Wachovia rompt avec Citigroup et se jette dans les bras de Wells Fargo

Un tramway à câble passe devant une des succursales de la Wells Fargo, à San Francisco
Photo: Agence France-Presse (photo) Un tramway à câble passe devant une des succursales de la Wells Fargo, à San Francisco

Washington — Coup de théâtre dans la banque américaine: Wachovia, contrainte par les autorités à un mariage forcé avec Citigroup, a réussi à séduire Wells Fargo, qui va la reprendre dans sa totalité, à un bien meilleur prix pour l'actionnaire et sans faire appel aux finances publiques.

Wells Fargo, la cinquième banque de dépôt américaine, est prête à mettre sur la table l'équivalent de 15,1 milliards $US, payés exclusivement en actions, pour mettre la main sur le numéro quatre du secteur. Ce plan est une aubaine pour les actionnaires de Wachovia, puisque leurs titres sont valorisés dans l'opération 7 $US, soit nettement plus que le cours de clôture du titre jeudi (3,91 $US).

C'est aussi un grand coup de couteau dans le contrat fraîchement signé avec Citigroup, qui avait annoncé lundi, sous la direction des autorités américaines, la reprise en urgence des seules activités bancaires de Wachovia pour 2,15 milliards. Cet accord, qui laissait de côté les activités de courtage et de gestion d'actifs, faisait assumer à l'État les pertes sur le portefeuille d'actifs de Wachovia au-delà de 42 milliards. Les pouvoirs publics avaient accepté d'assumer un tel risque pour éviter une faillite.

La proposition de Wells Fargo «nous permet de conserver l'ensemble de Wachovia et préserve la valeur d'une société intégrée, sans aide gouvernementale», a observé Robert Steel, le p.-d.g. de Wachovia. Le rapprochement des deux banques va former un géant, présent sur la plus grande partie du territoire américain, avec 1420 milliards de dollars d'actifs, 280 000 employés et 10 700 agences.

Wells Fargo avait déjà entamé des négociations le week-end dernier avec Wachovia, mais avait laissé tomber pour des raisons non précisées, permettant à Citigroup de rafler la mise avec une offre à prix bradé. «Il nous a fallu un certain temps pour être sûrs d'être à l'aise avec une telle opération», s'est contenté d'expliquer Dick Kovacevich, le président du conseil d'administration lors d'une conférence téléphonique.

L'opération, qui devrait avoir un effet bénéfique sur les résultats dès la première année d'activité, aura tout de même un coup élevé pour la banque de San Franciso. «C'est la transaction qui aurait dû être faite depuis le début et c'est la seule logique», a commenté Mike Mayo, analyste bancaire chez Deutsche Bank, en désignant Citigroup comme «le gros perdant» dans l'histoire.

Le bouclage de l'opération est escompté pour le quatrième trimestre, un court délai au vu des contestations et interrogations soulevées par l'accord.

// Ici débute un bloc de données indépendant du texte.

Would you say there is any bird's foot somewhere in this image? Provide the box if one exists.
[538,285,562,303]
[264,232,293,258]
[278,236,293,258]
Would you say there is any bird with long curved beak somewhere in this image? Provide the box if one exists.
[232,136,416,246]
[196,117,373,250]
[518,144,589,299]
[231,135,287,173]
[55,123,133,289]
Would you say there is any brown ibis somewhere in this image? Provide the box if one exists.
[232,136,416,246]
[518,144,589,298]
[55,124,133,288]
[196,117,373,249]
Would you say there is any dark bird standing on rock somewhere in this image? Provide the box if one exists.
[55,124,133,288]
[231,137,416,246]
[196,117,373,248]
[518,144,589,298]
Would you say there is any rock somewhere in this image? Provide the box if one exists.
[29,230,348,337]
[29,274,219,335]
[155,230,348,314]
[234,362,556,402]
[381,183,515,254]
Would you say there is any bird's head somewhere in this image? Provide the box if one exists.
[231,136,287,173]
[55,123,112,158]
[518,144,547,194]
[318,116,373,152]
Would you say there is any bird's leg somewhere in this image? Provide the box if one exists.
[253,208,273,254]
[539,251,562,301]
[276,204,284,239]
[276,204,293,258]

Fiancé abandonné sur l'autel, Citigroup est rapidement montée au créneau, dénonçant «une rupture manifeste de l'accord d'exclusivité passé» avec lui et évoquant la possibilité de poursuites judiciaires. Interrogé sur l'existence d'un contrat qui l'engageait à Citigroup, le p.-d.g. de Wachovia a répondu «non».

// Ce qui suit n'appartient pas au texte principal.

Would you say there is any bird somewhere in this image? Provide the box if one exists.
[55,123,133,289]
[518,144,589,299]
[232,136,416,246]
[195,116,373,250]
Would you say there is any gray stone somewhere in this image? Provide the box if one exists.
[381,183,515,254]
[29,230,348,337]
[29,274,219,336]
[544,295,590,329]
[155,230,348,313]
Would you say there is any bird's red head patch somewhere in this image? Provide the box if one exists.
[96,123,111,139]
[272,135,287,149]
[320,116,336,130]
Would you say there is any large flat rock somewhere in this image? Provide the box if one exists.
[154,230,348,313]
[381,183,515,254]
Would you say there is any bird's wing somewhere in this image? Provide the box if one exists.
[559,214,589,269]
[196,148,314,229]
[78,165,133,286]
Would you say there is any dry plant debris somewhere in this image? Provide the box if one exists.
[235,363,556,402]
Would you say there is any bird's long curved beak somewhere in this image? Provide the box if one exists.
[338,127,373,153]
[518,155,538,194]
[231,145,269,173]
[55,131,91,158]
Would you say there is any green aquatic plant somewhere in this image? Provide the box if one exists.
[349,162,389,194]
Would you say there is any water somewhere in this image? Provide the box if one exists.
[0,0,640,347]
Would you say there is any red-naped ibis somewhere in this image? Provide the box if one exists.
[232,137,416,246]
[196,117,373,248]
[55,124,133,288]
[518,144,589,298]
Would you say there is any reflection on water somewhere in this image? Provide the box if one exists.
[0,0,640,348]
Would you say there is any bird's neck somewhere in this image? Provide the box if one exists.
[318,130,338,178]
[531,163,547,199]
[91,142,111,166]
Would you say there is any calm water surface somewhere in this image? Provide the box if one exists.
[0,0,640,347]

Wells Fargo et Wachovia vont aussi devoir convaincre les autorités américaines, mises devant le fait accompli, après avoir passé tout le week-end à monter un plan de reprise avec Citigroup. La Réserve fédérale a annoncé que les régulateurs veilleraient à la protection des intérêts des créanciers et des déposants de Wachovia, tandis que la présidente du fonds de garantie des dépôts bancaires FDIC, Sheila Bair, a indiqué qu'elle «allait examiner toutes les propositions» sur la table.